The contemporary challenges community college leaders face are increasingly complex and must be addressed with a new approach to leadership. Adaptive challenges, such as the impact of COVID-19, changing student population demographics, local economic and political challenges, and unique and complex personnel issues, do not have easy solutions. They require an adaptive leader equipped with a unique set of strategies, including: Engaging in critical self-reflection; tailoring communication to the situation and audience; dissociating from the problem; analyzing the issue by listening to diverse perspectives; managing emotional responses with sensitivity; empowering those who are change-averse; and challenging assumptions with data. This webinar is especially relevant to community college leaders and aspiring leaders, but all who are interested are welcome to attend.
Deaf students face many challenges in achievement and advancement of their postsecondary goals. The National Deaf Center identified negative attitudes and biases as some of biggest barriers that directly affect deaf students. It is also important to note that deaf students with multiple identities, such as race, ethnicity, and additional disabilities may experience additional barriers, especially biases and attitudes. These attitudes and biases are pervasive across the education system and marginalize the experiences of deaf students.
This webinar introduces how biases, attitudes, and social constructs impact educational attainment for deaf students. The webinar allows participants to examine how attitudes and biases result in barriers for deaf students, how preconceived expectations about deaf people’s identities and experiences can limit their education, and how we can take action to create impacts as individuals and as educators.
This webinar provides tools and techniques for communicating with students in digital environments. The presenters explore how to understand your students’ communication needs, the use of messages to facilitate supportive contact, essential communication tools, and how to make a distance relationship successful. The importance of tone and verbiage in emails; using real time communication aids (Zoom, FaceTime, etc.); communicating in a timely fashion; accuracy in instructional messages; respecting the student’s individuality; and using multiple communication tools to interact with students and present material are also considered. The focus of the webinar is on helping instructors facilitate meaningful connections with students using both verbal and written communication.

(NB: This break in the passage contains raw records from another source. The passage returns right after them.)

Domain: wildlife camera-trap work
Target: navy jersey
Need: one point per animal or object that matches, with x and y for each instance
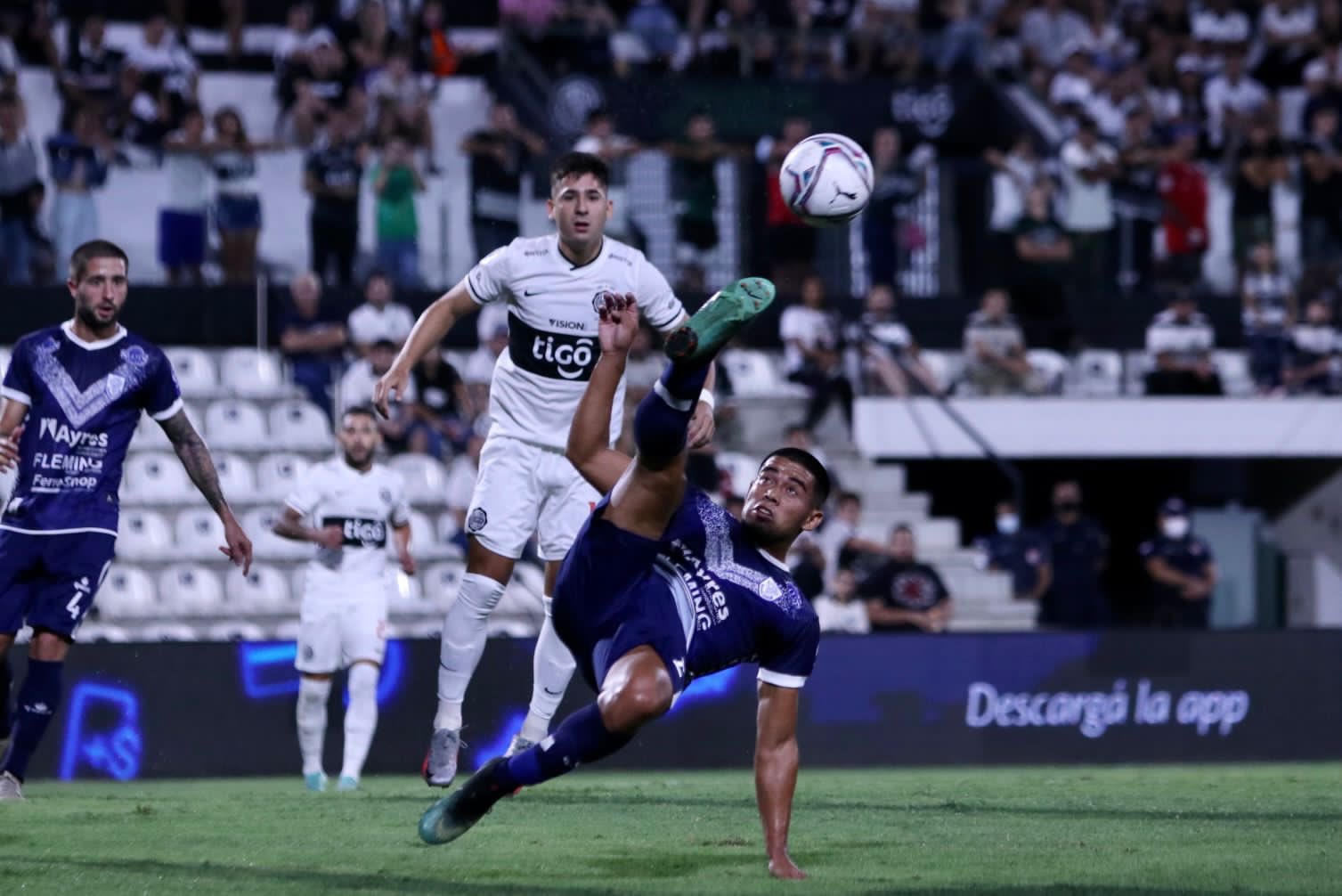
(84, 403)
(744, 602)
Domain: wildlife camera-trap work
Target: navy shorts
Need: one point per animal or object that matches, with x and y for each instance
(49, 581)
(182, 239)
(609, 599)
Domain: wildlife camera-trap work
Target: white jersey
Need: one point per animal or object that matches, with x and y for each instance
(365, 506)
(553, 321)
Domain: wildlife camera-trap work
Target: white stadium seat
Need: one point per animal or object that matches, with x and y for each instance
(299, 424)
(235, 424)
(426, 477)
(199, 534)
(190, 589)
(251, 373)
(125, 594)
(158, 477)
(277, 475)
(236, 477)
(267, 545)
(144, 534)
(196, 374)
(261, 591)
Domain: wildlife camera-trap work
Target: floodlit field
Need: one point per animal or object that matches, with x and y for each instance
(1207, 829)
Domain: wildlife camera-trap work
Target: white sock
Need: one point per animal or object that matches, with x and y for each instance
(463, 643)
(360, 718)
(312, 721)
(552, 667)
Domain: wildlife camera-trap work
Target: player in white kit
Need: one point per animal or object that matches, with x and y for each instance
(352, 505)
(525, 485)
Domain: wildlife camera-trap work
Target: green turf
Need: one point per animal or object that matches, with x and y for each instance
(1082, 830)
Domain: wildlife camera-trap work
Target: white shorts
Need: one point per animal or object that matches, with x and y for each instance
(524, 490)
(331, 635)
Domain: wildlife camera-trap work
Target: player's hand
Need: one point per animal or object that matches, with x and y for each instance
(330, 537)
(619, 322)
(236, 545)
(10, 450)
(702, 426)
(389, 387)
(784, 868)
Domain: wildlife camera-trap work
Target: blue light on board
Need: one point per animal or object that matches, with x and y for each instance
(114, 753)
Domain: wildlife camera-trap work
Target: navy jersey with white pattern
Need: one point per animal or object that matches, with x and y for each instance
(84, 403)
(746, 607)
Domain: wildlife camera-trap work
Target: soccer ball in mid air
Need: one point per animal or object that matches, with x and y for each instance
(826, 180)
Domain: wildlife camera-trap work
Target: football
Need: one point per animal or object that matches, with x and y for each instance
(827, 180)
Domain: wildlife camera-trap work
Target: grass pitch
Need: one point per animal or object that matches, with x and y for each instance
(1206, 829)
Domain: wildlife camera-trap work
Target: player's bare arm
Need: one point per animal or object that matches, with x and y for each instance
(587, 450)
(403, 548)
(195, 458)
(428, 331)
(290, 525)
(776, 763)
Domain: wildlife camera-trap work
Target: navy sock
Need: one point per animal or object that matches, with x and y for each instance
(663, 416)
(5, 680)
(37, 700)
(580, 739)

This webinar provides individuals with a wide range of strategies and techniques to help promote student engagement in the classroom and online. Strategies include ideas for relationship-building, personalization of learning, content connections, and technology integration. Presenters share personal experiences and success stories from their combined 35+ years of teaching at-risk, low-performing, and unmotivated students at the K-12 and collegiate levels. Individuals leave the webinar with multiple tools to add to their student-engagement toolkit that can immediately be applied in the classroom. This session is applicable to teachers and instructors at all levels and of all content areas.
To ensure the success of every student who is pursuing their academic goals, the Student Experience Project (SEP) uses innovative, research-based practices to build equitable learning environments and instill a sense of belonging in students on campuses across the nation. Recommendations from the SEP include ideas to increase belonging, practices to foster academic encouragement and growth mindset, and ways to cultivate a supportive and inclusive classroom. Factors affecting the implementation of these practices may include instructor hesitancy, course size, time constraints, and diverse student populations. This webinar presents practices and ideas that have been successfully implemented in our biology course and are applicable to both face-to-face and online delivery.
Incorporating an experience points system into classrooms provides an opportunity for students to analyze their behaviors in ways that are specific to their current learning experiences. For educators, it alleviates some of the challenges involved in classroom management and the question of whether classroom management practices (such as attendance, participation, or late work) can or should impact students' grades in a course. In this webinar, participants explore the experience point approach to classroom management and discuss its benefits and challenges. Finally, participants are provided with three template activities to get started with the experience point approach to classroom management.